Ollama Open-Webui

Note: You should have at least 8 GB of RAM available to run the 7B models, 16 GB to run the 13B models, and 32 GB to run the 33B models.

Notes only for now:

https://github.com/open-webui/open-webui
https://docs.openwebui.com/getting-started/env-configuration/#general

Nvidia GPU, linux:

mkdir /opt/ollama
mkdir /opt/open-webui
mkdir /opt/openedai-speech/tts-voices
mkdir /opt/openedai-speech/tts-config
mkdir /opt/pipelines
mkdir /opt/docker-ssl-proxy
mkdir /opt/faster-whisper-server

docker-ollama.yml

name: ollama
services:
  ollama:
    image: ollama/ollama:latest
    container_name: ollama
    volumes:
      - /opt/ollama:/root/.ollama
    ports:
      - 11434:11434
    #runtime: nvidia
    restart: unless-stopped
    deploy:
      resources:
        reservations:
          devices:
          - driver: nvidia
            #device_ids: ['0']
            count: 1
            capabilities: [gpu]

docker-openwebui.yml

name: open-webui
services:
  open-webui:
    image: ghcr.io/open-webui/open-webui:main
    container_name: open-webui
    deploy:
      resources:
        reservations:
          devices:
          - driver: nvidia
            device_ids: ['0']
            capabilities: [gpu]
    ports:
      - 3000:8080
    volumes:
      - /opt/open-webui:/app/backend/data
    restart: unless-stopped
    extra_hosts:
      host.docker.internal: host-gateway
    environment:
      - WEBUI_NAME=CustomGPTName
      - TZ=Europe/London
      - RAG_EMBEDDING_MODEL_TRUST_REMOTE_CODE=True # allow sentencetransformers to execute code like for alibaba-nlp/gte-large-en-v1.5

docker-openedai-speech.yml

name: openedai-speech
services:
  openedai-speech:
    image: ghcr.io/matatonic/openedai-speech
    container_name: openedai-speech
    ports:
      - "8060:8000"
    volumes:
      - /opt/openedai-speech/tts-voices:/app/voices
      - /opt/openedai-speech/tts-config:/app/config
    restart: unless-stopped
    deploy:
      resources:
        reservations:
          devices:
          - driver: nvidia
            device_ids: ['0']
            capabilities: [gpu]
    environment:
      - TZ=Europe/London
      - TTS_HOME=voices
      - HF_HOME=voices
      # - PRELOAD_MODEL=xtts
      # - PRELOAD_MODEL=xtts_v2.0.2
      # - PRELOAD_MODEL=parler-tts/parler_tts_mini_v0.1

In open-webui under settings → audio

set to openai
API Base URL: http://host.docker.internal:8060/v1
API Key: sk-111111111 (note: this is a dummy API key, no key required)
Under TTS Voice within the same audio settings menu in the admin panel, you can set the TTS Model to use from the following choices below that openedai-speech supports.
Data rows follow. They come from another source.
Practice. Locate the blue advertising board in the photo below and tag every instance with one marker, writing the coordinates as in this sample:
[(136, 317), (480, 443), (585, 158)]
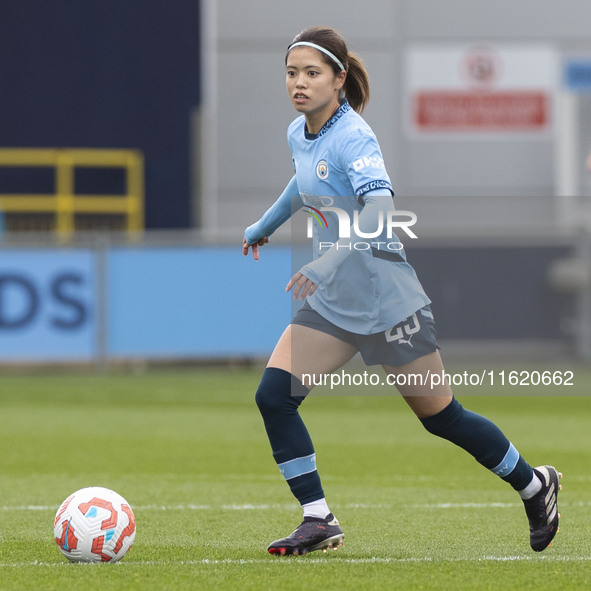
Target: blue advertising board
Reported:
[(577, 75), (206, 302), (47, 303)]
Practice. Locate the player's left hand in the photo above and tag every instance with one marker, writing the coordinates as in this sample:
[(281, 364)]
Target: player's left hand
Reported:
[(255, 247), (301, 285)]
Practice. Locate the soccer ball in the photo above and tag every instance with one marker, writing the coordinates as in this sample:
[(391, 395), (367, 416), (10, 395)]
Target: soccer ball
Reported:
[(94, 524)]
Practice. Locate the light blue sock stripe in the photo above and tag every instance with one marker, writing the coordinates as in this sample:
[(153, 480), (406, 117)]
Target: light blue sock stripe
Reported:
[(298, 466), (508, 463)]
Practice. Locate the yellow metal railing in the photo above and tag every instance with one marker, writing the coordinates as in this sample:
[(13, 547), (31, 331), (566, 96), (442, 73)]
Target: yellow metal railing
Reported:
[(64, 203)]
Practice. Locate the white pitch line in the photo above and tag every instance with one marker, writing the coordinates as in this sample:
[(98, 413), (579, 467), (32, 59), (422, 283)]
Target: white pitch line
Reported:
[(288, 507), (314, 561)]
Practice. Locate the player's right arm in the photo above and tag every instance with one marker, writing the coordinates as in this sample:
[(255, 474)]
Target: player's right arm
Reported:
[(286, 205)]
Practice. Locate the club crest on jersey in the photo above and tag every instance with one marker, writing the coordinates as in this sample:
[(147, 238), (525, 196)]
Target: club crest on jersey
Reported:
[(322, 170)]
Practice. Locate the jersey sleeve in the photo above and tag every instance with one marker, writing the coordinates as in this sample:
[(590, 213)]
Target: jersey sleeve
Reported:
[(286, 205), (364, 163)]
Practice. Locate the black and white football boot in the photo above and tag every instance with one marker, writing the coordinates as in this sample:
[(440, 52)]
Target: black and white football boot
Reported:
[(542, 509), (312, 534)]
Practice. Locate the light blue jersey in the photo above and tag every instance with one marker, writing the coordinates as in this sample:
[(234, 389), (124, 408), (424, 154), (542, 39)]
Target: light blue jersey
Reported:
[(364, 283)]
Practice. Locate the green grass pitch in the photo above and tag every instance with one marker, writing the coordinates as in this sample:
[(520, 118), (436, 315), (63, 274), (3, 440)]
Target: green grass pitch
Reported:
[(188, 450)]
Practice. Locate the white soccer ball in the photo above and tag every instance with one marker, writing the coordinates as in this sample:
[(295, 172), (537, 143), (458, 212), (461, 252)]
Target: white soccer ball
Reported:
[(94, 524)]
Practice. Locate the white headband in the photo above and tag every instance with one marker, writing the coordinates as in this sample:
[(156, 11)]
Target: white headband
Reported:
[(332, 56)]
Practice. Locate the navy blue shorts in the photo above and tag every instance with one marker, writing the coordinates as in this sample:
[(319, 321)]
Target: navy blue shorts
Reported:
[(410, 339)]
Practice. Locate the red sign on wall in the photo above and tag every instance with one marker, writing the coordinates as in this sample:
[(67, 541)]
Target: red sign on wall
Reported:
[(488, 89), (440, 111)]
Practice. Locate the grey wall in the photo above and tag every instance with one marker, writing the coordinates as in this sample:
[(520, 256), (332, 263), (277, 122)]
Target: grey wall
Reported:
[(454, 183)]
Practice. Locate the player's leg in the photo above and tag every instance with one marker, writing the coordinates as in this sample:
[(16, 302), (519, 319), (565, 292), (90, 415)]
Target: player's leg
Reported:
[(301, 351), (441, 414)]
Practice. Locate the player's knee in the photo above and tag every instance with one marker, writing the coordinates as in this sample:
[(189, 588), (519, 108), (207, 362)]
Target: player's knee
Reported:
[(440, 423), (279, 392)]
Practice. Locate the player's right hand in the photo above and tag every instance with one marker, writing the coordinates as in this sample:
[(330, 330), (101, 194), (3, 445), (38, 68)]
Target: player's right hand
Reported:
[(255, 247)]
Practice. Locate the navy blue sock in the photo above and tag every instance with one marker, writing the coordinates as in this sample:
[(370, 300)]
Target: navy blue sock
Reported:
[(484, 440), (278, 397)]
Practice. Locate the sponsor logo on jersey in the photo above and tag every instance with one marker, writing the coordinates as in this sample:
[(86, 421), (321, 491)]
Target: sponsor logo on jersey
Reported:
[(322, 170), (368, 162)]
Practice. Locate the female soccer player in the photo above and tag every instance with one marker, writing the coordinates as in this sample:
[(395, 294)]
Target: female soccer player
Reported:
[(360, 296)]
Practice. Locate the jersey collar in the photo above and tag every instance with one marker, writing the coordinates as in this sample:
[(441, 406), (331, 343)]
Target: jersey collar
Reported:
[(333, 119)]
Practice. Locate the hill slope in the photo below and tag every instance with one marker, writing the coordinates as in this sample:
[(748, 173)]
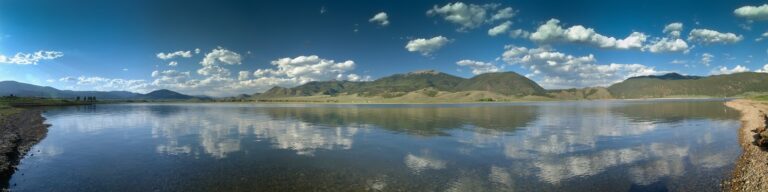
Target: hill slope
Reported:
[(506, 83), (29, 90), (165, 94), (713, 86)]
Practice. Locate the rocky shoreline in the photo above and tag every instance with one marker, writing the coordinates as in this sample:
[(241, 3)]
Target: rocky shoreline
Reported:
[(18, 133), (751, 171)]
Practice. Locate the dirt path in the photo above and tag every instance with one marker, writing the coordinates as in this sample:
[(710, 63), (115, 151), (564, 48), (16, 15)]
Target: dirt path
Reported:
[(751, 171)]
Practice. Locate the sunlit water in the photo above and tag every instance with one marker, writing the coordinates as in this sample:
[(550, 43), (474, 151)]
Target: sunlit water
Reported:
[(555, 146)]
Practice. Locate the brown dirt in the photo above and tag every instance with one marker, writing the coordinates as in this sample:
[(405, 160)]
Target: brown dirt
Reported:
[(18, 133), (751, 171)]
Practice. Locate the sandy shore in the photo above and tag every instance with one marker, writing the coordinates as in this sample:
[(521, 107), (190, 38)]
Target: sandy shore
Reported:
[(751, 171), (18, 133)]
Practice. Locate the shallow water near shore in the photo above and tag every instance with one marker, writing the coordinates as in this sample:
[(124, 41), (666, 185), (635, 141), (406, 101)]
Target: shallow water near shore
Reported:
[(645, 145)]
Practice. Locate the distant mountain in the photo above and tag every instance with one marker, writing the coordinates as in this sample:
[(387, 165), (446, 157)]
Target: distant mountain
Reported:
[(165, 94), (668, 76), (678, 85), (506, 83), (408, 82), (29, 90)]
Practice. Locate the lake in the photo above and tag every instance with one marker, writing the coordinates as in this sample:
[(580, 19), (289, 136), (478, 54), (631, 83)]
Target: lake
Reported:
[(644, 145)]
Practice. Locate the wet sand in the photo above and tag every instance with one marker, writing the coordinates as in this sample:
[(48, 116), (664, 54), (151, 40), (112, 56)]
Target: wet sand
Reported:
[(751, 171)]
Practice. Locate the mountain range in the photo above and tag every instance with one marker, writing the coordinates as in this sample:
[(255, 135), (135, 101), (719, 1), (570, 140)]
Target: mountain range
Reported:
[(511, 84), (29, 90), (433, 84)]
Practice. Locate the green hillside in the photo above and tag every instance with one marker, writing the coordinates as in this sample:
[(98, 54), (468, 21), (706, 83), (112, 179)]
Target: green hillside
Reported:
[(506, 83), (712, 86)]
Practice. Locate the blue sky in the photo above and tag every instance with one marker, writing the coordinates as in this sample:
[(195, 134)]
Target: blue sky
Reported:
[(250, 46)]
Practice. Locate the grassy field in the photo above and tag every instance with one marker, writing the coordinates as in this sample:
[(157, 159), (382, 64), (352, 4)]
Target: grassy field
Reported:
[(12, 105)]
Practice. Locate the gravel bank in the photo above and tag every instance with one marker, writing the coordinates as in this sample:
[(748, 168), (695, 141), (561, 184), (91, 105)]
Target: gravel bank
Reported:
[(751, 171), (18, 133)]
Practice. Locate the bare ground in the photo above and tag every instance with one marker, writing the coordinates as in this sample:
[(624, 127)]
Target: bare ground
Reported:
[(751, 171)]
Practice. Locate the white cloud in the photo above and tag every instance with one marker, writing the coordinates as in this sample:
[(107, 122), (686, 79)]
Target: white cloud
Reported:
[(673, 29), (553, 32), (753, 12), (501, 28), (30, 58), (519, 33), (216, 80), (763, 70), (243, 75), (506, 13), (427, 46), (667, 45), (708, 36), (380, 18), (677, 61), (763, 36), (223, 56), (468, 16), (672, 43), (706, 59), (479, 67), (214, 70), (722, 70), (559, 70), (166, 56), (107, 84)]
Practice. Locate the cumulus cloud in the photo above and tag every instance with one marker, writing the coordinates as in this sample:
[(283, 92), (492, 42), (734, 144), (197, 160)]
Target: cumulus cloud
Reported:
[(753, 12), (221, 56), (519, 33), (722, 70), (243, 75), (479, 67), (762, 37), (706, 59), (216, 80), (506, 13), (708, 36), (166, 56), (763, 70), (673, 29), (30, 58), (304, 69), (501, 28), (667, 45), (559, 70), (108, 84), (671, 43), (380, 18), (551, 31), (427, 46), (470, 16)]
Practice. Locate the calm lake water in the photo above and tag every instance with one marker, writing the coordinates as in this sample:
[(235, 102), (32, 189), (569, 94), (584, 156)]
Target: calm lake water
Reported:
[(670, 145)]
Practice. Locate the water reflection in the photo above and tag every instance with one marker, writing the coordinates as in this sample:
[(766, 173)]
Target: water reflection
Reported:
[(559, 146)]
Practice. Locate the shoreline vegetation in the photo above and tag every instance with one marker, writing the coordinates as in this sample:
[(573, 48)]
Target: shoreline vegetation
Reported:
[(750, 171)]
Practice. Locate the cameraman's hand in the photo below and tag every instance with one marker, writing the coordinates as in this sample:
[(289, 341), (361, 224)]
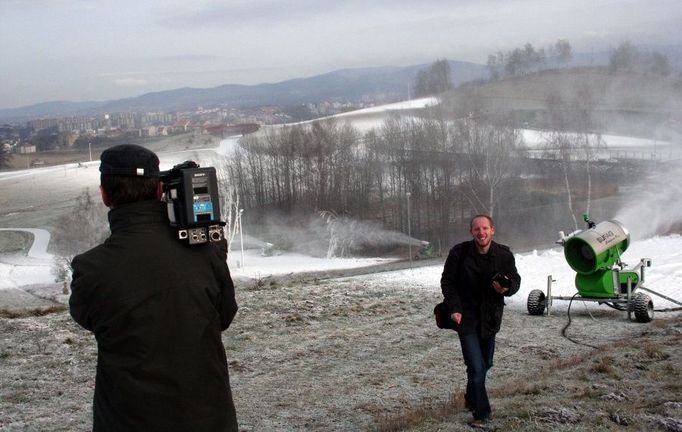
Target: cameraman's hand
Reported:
[(499, 288)]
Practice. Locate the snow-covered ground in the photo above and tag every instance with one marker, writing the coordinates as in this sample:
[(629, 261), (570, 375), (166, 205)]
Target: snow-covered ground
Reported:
[(54, 183), (664, 276)]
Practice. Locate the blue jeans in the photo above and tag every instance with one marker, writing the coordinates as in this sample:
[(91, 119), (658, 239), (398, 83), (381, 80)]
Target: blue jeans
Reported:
[(478, 358)]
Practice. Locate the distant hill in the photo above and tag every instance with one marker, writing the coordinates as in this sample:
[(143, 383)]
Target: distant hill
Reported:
[(384, 84), (631, 103)]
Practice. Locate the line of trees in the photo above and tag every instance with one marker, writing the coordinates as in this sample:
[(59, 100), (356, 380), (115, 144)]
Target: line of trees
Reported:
[(451, 169), (520, 61)]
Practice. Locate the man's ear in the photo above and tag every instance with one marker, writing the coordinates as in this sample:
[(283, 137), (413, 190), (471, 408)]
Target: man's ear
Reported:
[(105, 197), (159, 190)]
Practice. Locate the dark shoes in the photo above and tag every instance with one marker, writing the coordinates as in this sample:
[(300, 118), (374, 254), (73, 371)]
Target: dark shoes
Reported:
[(481, 423)]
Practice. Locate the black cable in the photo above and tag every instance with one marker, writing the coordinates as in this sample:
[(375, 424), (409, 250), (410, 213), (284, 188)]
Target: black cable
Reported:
[(563, 331)]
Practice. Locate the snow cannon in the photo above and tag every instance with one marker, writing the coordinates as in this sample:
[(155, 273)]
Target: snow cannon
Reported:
[(593, 252), (595, 255)]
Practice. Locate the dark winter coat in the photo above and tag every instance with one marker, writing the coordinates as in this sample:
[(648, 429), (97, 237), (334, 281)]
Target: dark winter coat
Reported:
[(467, 287), (157, 308)]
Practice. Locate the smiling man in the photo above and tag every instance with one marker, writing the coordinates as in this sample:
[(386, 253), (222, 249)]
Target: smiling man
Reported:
[(477, 275)]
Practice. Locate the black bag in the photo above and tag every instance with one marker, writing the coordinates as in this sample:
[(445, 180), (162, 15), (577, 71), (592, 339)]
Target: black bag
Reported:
[(443, 319)]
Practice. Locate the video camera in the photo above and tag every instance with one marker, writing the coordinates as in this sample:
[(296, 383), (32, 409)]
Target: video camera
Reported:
[(191, 194)]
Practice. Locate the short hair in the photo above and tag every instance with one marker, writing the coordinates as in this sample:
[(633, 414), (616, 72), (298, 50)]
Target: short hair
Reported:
[(471, 223), (126, 189)]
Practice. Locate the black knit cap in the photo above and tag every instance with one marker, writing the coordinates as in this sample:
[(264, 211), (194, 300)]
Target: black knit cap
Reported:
[(129, 160)]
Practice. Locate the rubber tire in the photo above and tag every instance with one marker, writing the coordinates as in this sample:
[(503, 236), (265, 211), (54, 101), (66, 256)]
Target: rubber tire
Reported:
[(536, 302), (643, 308)]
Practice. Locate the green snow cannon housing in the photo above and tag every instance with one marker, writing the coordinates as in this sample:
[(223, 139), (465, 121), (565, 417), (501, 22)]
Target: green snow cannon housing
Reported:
[(592, 253)]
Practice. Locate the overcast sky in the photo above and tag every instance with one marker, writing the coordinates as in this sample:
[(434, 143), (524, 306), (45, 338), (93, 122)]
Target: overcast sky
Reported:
[(82, 50)]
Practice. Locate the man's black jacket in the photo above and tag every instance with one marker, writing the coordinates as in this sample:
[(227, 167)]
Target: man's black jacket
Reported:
[(466, 283), (157, 308)]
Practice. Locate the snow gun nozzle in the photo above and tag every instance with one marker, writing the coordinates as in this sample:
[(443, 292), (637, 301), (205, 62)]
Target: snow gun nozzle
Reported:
[(588, 221)]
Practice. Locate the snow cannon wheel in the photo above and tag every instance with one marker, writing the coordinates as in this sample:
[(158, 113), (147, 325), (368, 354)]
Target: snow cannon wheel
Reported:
[(536, 302), (643, 307)]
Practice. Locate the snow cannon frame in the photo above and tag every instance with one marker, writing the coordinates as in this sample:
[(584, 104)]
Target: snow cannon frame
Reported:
[(594, 254)]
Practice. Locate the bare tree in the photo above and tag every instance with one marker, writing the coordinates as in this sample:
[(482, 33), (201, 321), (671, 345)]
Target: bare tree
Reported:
[(490, 149), (78, 231)]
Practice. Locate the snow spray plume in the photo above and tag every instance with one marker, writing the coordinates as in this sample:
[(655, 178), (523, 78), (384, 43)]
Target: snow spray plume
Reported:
[(655, 206), (347, 235), (325, 234)]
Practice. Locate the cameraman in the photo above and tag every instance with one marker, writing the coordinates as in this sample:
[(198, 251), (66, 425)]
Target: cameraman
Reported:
[(477, 275), (157, 308)]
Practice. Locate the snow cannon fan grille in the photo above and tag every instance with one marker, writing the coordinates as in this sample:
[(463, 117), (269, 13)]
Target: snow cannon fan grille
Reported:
[(597, 248)]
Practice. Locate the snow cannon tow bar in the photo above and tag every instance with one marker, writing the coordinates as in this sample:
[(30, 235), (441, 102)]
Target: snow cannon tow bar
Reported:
[(594, 254)]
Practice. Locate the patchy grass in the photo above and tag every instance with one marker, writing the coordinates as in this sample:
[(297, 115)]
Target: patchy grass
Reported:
[(40, 311)]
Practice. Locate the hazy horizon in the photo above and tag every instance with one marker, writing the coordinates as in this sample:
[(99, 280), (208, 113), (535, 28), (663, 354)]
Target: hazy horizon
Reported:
[(76, 50)]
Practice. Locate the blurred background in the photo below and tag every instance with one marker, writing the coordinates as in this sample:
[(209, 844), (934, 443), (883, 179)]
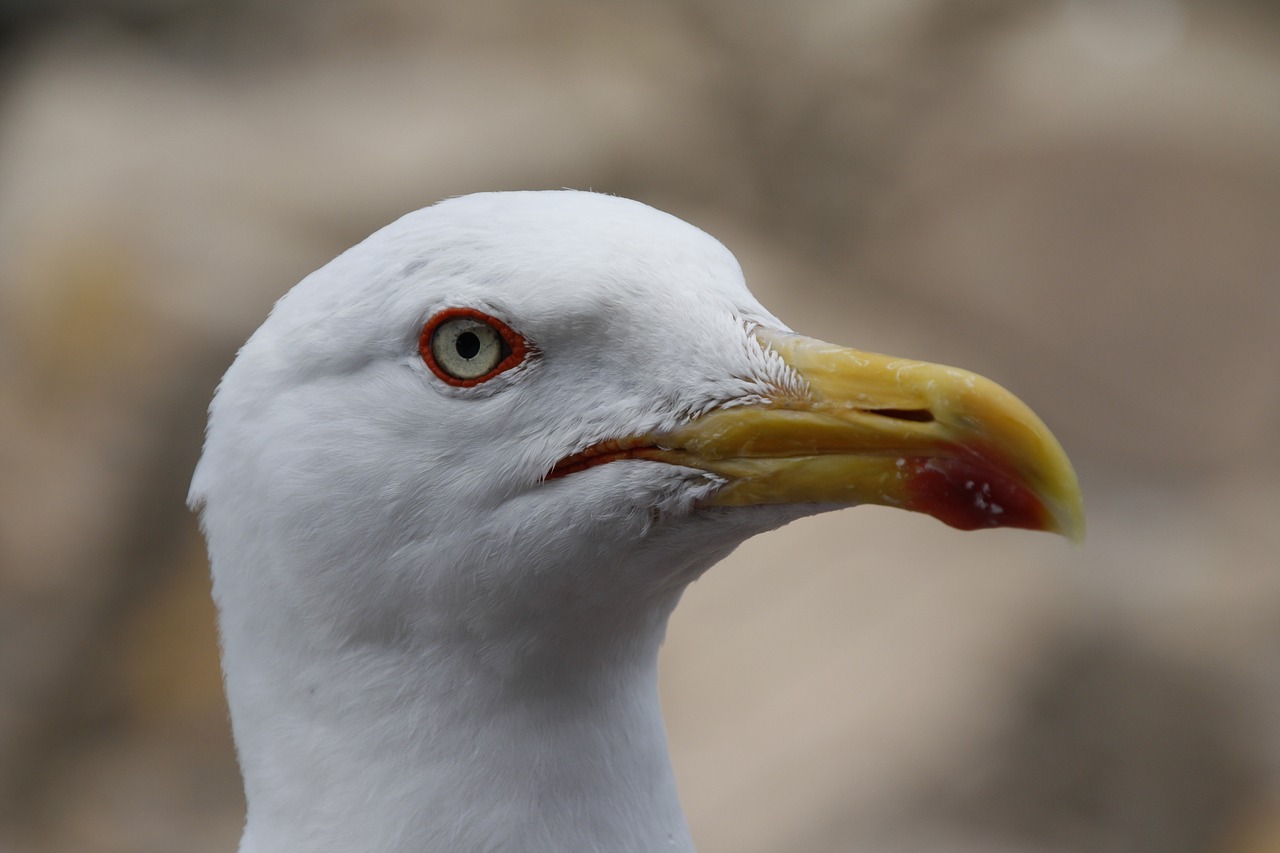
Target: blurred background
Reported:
[(1079, 199)]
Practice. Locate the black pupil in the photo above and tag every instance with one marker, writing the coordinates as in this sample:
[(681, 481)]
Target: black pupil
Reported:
[(467, 345)]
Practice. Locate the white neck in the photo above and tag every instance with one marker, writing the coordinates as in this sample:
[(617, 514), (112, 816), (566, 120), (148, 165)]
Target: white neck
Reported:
[(433, 743)]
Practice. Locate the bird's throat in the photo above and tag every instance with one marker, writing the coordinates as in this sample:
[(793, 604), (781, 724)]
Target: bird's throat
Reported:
[(429, 748)]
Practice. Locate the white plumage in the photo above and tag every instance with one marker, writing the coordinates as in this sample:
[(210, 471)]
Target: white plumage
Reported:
[(428, 643)]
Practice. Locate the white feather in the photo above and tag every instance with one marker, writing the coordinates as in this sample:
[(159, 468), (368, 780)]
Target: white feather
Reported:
[(428, 647)]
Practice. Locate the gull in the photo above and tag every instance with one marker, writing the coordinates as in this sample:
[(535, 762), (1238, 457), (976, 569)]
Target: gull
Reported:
[(456, 483)]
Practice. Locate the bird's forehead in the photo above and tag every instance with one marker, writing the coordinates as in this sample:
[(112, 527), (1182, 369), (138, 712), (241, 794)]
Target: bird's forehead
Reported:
[(571, 252)]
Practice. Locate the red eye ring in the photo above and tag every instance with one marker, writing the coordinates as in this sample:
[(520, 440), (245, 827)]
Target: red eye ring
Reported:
[(512, 347)]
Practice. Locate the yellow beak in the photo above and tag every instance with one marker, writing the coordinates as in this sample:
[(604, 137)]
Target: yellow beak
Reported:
[(876, 429)]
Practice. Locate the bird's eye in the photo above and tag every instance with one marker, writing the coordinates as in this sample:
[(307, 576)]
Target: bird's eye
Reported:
[(465, 346)]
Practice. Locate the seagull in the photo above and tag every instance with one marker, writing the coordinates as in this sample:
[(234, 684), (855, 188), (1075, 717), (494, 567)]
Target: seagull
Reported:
[(456, 483)]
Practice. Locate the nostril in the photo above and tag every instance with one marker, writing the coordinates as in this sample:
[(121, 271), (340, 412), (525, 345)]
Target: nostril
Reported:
[(918, 415)]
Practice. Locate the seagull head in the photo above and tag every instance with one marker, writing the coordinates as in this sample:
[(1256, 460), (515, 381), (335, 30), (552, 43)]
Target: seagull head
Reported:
[(504, 432)]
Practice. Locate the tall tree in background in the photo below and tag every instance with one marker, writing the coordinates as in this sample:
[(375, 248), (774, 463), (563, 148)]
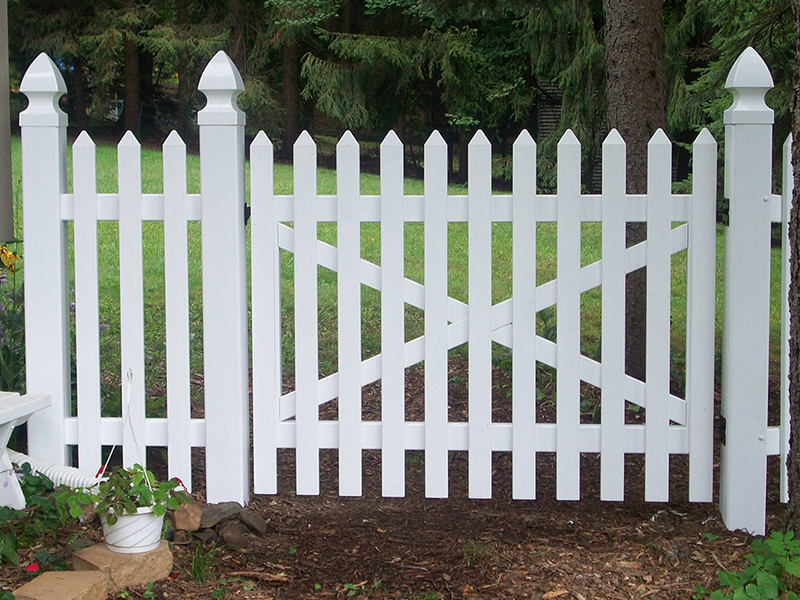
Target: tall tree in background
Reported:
[(636, 96), (793, 517)]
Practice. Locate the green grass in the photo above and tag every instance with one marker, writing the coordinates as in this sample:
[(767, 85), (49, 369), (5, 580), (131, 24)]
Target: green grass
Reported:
[(414, 256)]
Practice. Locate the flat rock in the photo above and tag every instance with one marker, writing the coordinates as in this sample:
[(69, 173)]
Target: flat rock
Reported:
[(188, 517), (65, 585), (234, 535), (206, 536), (254, 521), (125, 570), (216, 513)]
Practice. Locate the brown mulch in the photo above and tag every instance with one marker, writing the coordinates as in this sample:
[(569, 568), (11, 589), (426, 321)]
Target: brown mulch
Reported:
[(425, 549)]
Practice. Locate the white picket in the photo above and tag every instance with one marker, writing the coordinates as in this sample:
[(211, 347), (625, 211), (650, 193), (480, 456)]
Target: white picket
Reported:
[(479, 170), (524, 319), (657, 371), (348, 190), (266, 314), (392, 317), (305, 314), (176, 291), (131, 299), (568, 323), (700, 327), (87, 314), (612, 398), (436, 365)]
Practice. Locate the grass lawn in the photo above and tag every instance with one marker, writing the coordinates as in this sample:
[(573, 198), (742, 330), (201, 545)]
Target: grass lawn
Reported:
[(153, 244)]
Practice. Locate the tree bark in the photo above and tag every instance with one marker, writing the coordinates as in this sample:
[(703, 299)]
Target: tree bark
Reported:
[(133, 99), (793, 516), (636, 94), (236, 46), (291, 95), (79, 112), (183, 74)]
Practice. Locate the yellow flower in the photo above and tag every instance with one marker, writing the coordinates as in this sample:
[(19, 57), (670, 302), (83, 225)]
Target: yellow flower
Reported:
[(9, 259)]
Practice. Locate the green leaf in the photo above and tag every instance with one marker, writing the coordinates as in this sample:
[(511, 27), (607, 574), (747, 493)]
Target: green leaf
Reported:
[(768, 585)]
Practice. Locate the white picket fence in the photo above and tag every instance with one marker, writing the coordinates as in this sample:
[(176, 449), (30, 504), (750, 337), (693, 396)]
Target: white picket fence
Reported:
[(675, 222)]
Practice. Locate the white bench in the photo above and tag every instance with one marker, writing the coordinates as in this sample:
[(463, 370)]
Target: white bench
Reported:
[(14, 410)]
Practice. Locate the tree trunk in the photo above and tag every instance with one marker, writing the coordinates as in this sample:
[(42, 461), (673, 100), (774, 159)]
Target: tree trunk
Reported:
[(793, 516), (291, 95), (183, 75), (79, 113), (636, 95), (236, 47), (133, 100)]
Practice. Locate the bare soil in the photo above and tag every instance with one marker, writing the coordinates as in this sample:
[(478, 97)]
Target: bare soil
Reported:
[(425, 549)]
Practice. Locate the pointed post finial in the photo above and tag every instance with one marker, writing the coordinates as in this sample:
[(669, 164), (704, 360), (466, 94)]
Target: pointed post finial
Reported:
[(44, 85), (749, 80), (221, 84)]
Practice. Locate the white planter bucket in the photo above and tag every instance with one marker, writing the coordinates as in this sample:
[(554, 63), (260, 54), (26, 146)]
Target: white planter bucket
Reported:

The voices of these models are optimized for the English language.
tts-1 or tts-1-hd: alloy, echo, echo-alt, fable, onyx, nova, and shimmer (tts-1-hd is configurable; uses OpenAI samples by default)

docker-pipelines.yml

name: pipelines
services:
  pipelines:
    image: ghcr.io/open-webui/pipelines:main
    container_name: pipelines
    volumes:
      - /opt/pipelines:/app/pipelines
    ports:
      - 9099:9099
    restart: always
    extra_hosts:
      host.docker.internal: host-gateway
    deploy:
      resources:
        reservations:
          devices:
          - driver: nvidia
            device_ids: ['0']
            capabilities: [gpu]

https://zohaib.me/extending-openwebui-using-pipelines/

Under settings→connections set:

OPENAI API host: http://host.docker.internal:9099
OPENAI API Key: 0p3n-w3bu!

git clone https://github.com/fedirz/faster-whisper-server

docker-faster-whisper-server.yml

name: faster-whisper-server
services:
  faster-whisper-server-cuda:
    image: fedirz/faster-whisper-server:latest-cuda
    build:
      dockerfile: faster-whisper-server/Dockerfile.cuda
      context: ./faster-whisper-server
      platforms:
        - linux/amd64
    volumes:
      - /opt/faster-whisper-server/:/root/.cache/huggingface
    restart: unless-stopped
    ports:
      - 8010:8000
    develop:
      watch:
        - path: faster_whisper_server
          action: rebuild
    deploy:
      resources:
        reservations:
          devices:
            - capabilities: ["gpu"]

go to settings → audio, set

OPENAI API host: http://host.docker.internal:8010/v1
OPENAI API Key: sk-something
model: whisper-1

NOTE: speech to text requires https connection to open-webui as browsers do not have access to microphone on http connection!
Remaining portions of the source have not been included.